Is the VAK Test a valid instrument for measuring relaxation method preferences?

Autor(en): Poepel, Nathalie
Stichwörter: AT; experience of relaxation; METAANALYSIS; mindfulness; NLP; PMR; Psychology; Psychology, Clinical; Qigong; relaxation fantasy; relaxation techniques; relaxation training; yoga
Erscheinungsdatum: 2014
Herausgeber: HOGREFE & HUBER PUBLISHERS
Journal: ZEITSCHRIFT FUR GESUNDHEITSPSYCHOLOGIE
Volumen: 22
Ausgabe: 1
Startseite: 31
Seitenende: 35
Zusammenfassung: 
Relaxation methods are quite popular, though people differ regarding their preferences. Discovering one's favorite technique is only possible through trial and error, thus a diagnostic test for identifying preferences would be useful. Based on the neurolinguistic programming concept of preferred representational systems (PRS), Ehret-Wemmer (2009) developed the Visual-Auditory-Kinesthetic (VAK) Test to detect PRS-related relaxation types that go along with specific method preferences.
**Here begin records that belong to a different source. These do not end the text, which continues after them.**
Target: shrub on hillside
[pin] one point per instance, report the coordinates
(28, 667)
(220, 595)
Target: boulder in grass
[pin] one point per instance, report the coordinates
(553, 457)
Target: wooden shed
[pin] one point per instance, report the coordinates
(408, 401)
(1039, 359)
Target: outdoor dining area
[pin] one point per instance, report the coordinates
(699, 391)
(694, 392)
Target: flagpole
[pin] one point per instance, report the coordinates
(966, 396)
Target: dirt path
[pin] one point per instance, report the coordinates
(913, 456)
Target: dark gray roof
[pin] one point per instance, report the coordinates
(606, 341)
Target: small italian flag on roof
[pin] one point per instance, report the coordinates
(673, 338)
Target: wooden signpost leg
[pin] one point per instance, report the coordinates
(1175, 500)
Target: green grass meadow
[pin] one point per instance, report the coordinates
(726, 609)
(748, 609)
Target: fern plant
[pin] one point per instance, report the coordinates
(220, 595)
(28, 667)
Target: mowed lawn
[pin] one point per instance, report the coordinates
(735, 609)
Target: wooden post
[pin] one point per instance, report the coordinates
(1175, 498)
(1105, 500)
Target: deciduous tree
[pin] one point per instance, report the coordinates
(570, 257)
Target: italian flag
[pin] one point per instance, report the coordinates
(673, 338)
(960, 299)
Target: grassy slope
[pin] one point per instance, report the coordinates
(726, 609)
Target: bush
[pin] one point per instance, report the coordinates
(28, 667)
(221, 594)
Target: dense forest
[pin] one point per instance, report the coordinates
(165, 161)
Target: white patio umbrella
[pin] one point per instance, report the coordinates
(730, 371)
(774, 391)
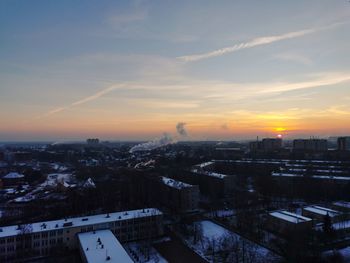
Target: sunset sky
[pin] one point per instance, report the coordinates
(131, 70)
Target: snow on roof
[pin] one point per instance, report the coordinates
(321, 210)
(13, 175)
(341, 225)
(212, 174)
(89, 183)
(102, 246)
(342, 204)
(202, 165)
(329, 177)
(175, 184)
(278, 161)
(290, 217)
(81, 221)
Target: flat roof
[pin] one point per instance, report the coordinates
(211, 174)
(321, 210)
(202, 165)
(102, 246)
(175, 184)
(290, 217)
(80, 221)
(342, 204)
(329, 177)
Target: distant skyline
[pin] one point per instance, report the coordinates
(133, 70)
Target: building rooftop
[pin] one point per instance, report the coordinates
(175, 184)
(13, 175)
(329, 177)
(212, 174)
(203, 165)
(102, 246)
(321, 210)
(342, 204)
(290, 217)
(80, 221)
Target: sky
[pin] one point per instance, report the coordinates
(132, 70)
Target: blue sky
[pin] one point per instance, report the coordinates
(134, 69)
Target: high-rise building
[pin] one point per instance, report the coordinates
(344, 143)
(315, 145)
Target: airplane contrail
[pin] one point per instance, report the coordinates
(82, 101)
(255, 42)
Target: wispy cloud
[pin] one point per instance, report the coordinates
(293, 57)
(81, 101)
(254, 43)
This study examines the validity of the VAK Test. It was hypothesized that VAK scores and popularity ratings for corresponding methods would correlate positively in a relaxation practitioner sample, but this prediction was not supported. Instead of YAK characteristics, excercise effectiveness, exercise execution, and method-specific aspects emerged to be relevant in preference evolvement. Thus, technique pre-experiences should be addressed in further studies. For novices, a short practical test for examining preferences seems reasonable.